By BBC Music Magazine

Published: Friday, 23 December 2022 at 12:00 am


On 10 May Napoleon Bonaparte arrived outside Vienna. His French forces had been at war with Austria since mid-April and, with successes at Abensberg, Landshut and Eckmuhl under his belt, the Emperor now had the capital city in his sights.

He had been here before, of course – in November 1805, when the city had given itself up to him without a fight (leading to an audience consisting almost entirely of French soldiers at the premiere of Beethoven’s Fidelio that same month). On this occasion, too, he promised that, should his army meet no resistance, he would show lenience in victory. However, Archduke Maxmilian, commander of the Austrian forces, fancied his chances of holding out and declined the offer.

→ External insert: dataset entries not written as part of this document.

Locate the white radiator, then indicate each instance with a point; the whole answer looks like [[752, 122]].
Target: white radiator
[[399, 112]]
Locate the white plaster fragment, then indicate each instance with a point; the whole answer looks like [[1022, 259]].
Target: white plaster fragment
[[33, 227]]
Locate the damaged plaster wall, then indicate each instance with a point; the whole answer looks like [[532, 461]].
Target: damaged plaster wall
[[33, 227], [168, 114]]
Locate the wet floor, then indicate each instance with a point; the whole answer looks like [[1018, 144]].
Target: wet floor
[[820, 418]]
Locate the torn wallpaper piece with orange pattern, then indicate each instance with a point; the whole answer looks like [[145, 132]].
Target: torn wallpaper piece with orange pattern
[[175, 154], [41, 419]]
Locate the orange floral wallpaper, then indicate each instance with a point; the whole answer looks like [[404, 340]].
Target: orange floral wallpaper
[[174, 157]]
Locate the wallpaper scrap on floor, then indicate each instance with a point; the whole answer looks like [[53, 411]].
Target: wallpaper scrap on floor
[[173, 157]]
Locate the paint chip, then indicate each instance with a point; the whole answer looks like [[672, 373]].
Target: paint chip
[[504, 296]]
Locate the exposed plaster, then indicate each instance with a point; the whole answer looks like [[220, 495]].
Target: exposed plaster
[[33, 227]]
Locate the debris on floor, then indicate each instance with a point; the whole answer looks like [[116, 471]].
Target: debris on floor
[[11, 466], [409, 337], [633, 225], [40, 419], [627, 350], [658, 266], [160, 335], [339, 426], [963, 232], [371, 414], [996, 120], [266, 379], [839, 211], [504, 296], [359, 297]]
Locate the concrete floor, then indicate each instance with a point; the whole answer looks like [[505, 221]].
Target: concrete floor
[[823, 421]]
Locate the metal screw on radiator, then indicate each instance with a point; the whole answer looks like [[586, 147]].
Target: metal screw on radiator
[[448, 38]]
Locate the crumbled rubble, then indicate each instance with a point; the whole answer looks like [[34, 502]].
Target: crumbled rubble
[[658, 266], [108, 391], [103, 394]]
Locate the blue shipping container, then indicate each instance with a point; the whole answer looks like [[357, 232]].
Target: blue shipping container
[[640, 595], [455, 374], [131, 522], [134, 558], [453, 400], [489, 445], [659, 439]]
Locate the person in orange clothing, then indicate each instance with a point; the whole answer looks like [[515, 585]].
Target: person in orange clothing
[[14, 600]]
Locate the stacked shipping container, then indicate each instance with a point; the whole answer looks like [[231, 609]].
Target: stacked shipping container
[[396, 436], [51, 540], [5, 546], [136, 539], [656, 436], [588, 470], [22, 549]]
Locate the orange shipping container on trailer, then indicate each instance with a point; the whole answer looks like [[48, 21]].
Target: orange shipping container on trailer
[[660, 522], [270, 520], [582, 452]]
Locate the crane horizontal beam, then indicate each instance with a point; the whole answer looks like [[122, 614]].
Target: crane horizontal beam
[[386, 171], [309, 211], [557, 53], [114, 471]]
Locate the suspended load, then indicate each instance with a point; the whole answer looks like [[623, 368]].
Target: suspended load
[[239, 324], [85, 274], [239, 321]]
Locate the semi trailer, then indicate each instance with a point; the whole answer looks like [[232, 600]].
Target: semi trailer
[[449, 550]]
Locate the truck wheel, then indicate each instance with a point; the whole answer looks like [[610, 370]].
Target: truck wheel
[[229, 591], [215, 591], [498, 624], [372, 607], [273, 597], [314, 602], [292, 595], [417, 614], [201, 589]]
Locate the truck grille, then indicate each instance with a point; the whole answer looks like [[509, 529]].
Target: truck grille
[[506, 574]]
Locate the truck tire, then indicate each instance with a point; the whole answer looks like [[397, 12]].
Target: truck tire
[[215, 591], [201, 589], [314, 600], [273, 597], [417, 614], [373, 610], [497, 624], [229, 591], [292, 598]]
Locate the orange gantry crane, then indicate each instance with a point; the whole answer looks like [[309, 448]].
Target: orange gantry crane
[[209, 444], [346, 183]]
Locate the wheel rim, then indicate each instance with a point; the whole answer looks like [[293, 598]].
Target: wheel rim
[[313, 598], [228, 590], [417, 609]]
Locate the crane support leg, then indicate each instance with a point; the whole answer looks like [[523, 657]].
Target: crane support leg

Stationing 20 howitzers around the city, Napoleon began his bombardment in the early hours of 12 May. As shells fell around them, Vienna’s residents were sent into panic. One of them, Ludwig van Beethoven, headed to the basement of his brother Carl’s house where, fearing further damage to his already declining hearing, he covered his ears with pillows. Another, Joseph Haydn, proved a more reassuring presence. ‘Children, don’t be frightened,’ he told those close to him; ‘where Haydn is, nothing can happen to you.’

The great man was correct – for all the chaos, the bombardment caused relatively little damage. Maximilian nonetheless saw sense and surrendered, and within 24 hours French forces were again occupying the city. 

Haydn knew that he himself had little time left to live, though. Now aged 77, he was in poor health and, just weeks earlier, had gathered his nearest and dearest for a reading of his will. His last major appearance in public had been over a year earlier when, on 27 March 1808 at Vienna’s University Hall, Salieri had conducted a grand concert of The Creation in his honour.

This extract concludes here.